Cuts of beef are obtained from a cow (female that has delivered a calf), a heifer (female that has not delivered a calf), a young steer (castrated male), or a bull (less than 2 years old). Each main beef cut is known as a primal cut, which consists of groups of muscles from the same area of the carcass. Primal cuts are also called wholesale cuts, because they are usually sold to meat markets to be cut into smaller beef cuts for sale to the consumer. An example of a primal cut is the short loin. Smaller cuts of beef are taken from the primal cuts and are known as subprimal cuts. An example of a subprimal cut is the tenderloin, which is cut from the short loin. The subprimal cuts of beef can yield still smaller cuts such as filet mignon steaks from the tenderloin. Many of the subprimal cuts of beef, and the smaller cuts obtained from them, are known as consumer cuts, retail cuts, or market ready cuts.
Beef cuts may consist of a single muscle, such as the tenderloin, while others may be a cross section of several muscles. A Porterhouse steak, for example, is a cross section of parts of the top loin and tenderloin muscles. Many cross section cuts include some bone.
Cuts of beef that are obtained from the center of the animal, such as the loin and rib area, are the most tender. This is because the muscles in the loin and rib areas are suspension muscles and do not move as much as the muscles in the front and rear portions of the animal, which are responsible for locomotion. Beef cuts obtained from locomotion muscles are lean, but much tougher than suspension muscles.
Various cuts of beef may differ in name between different countries and even in different regions of the same country, so it can be confusing. For example, in the United States, the rear section of the carcass is known as the round, but in Canada, the same section is called the hip.
Cuts of American beef are graded by government (USDA) standards and labeled with one of the following designations: Prime, Choice, Select, Standard, Commercial, Utility, and Cutter/Canner. A number of factors are considered when beef is graded, such as the texture of the meat, the quantity of fat within the meat, and the proportion of bone in relation to the meat. Prime grades are available to restaurants and some food markets, while Choice, Select, and Standard cuts are commonly available in many food stores. Commercial, Utility and Cutter/Canner grades are most often processed for use in manufacturing a variety of canned and packaged meat products such as luncheon meat, sausages, and jerky.

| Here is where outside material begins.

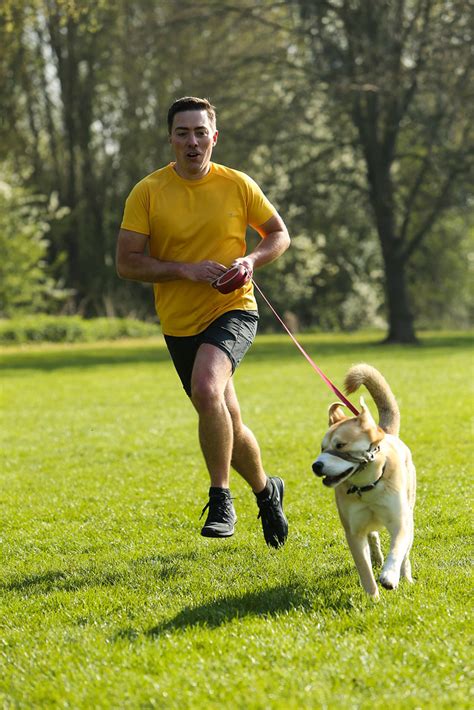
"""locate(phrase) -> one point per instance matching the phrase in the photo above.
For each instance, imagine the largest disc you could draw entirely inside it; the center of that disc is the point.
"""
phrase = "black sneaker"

As a guide for selecting beef, lean boneless cuts yield up to 4 servings per pound while beef cuts with some bone yield up to 3 servings per pound. Bony cuts yield no more than 1 ½ servings per pound. One serving of a rib roast is equal to half a rib, so if you will be serving 8 people, a 4 rib roast should be purchased. 16 ounces (one pound) of ground beef produces about 4 cooked 3-ounce servings, which is the serving size recommended for a healthy diet.
When thawing beef, it is easier to cut it before it is fully defrosted. After cutting, the beef should be refrigerated until it has fully thawed. Fresh raw beef that has not been frozen can be placed in the freezer for a few minutes to firm it up a bit, making slicing much easier. Beef that is not fully defrosted should not be cooked because the exterior of the beef may become overdone before the interior has had a chance to cook to the proper temperature.

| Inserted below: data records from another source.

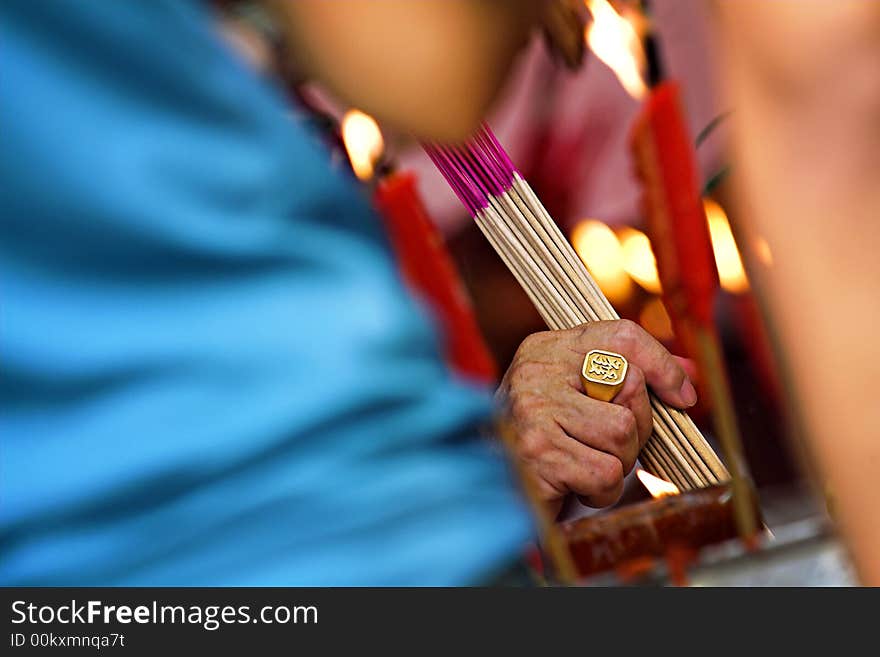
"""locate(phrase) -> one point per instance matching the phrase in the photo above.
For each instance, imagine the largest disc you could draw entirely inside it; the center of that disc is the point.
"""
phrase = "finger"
(609, 428)
(663, 373)
(597, 480)
(634, 396)
(594, 476)
(560, 464)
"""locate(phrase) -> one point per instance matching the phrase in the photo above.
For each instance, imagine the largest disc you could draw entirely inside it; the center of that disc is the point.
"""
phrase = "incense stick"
(529, 242)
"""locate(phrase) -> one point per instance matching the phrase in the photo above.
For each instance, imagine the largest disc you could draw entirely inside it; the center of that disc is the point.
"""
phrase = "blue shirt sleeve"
(209, 371)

Aged beef is a product that has been specially processed and stored to improve the flavor and texture of the meat. Typically, sides of beef or primal cuts are selected for aging, which involves placing the meat in refrigerated temperatures that average approximately 35ºF/1.66ºC for 4 to 6 weeks. In controlled refrigeration, moisture within the meat begins to evaporate while the enzymes within the flesh soften the connective tissues. Thus, the flavor of the meat is improved as the meat becomes increasingly tender. Due to the wide ranges of temperature and humidity that may be present in consumer level refrigerators, aging beef in this manner at home is not recommended.
When cooking beef, the USDA recommends that whole beef cuts be cooked to a safe internal temperature of not less than 145°F/62.77ºC. Traditional guidelines usually state that medium rare beef should be cooked to an internal temperature of no higher than 130°F/54.4ºC, but with increased concern over bacteria that may be present in the internal portions of beef, it may be risky to consume beef that has not cooked to a minimum internal temperature of 145°F/62.77ºC.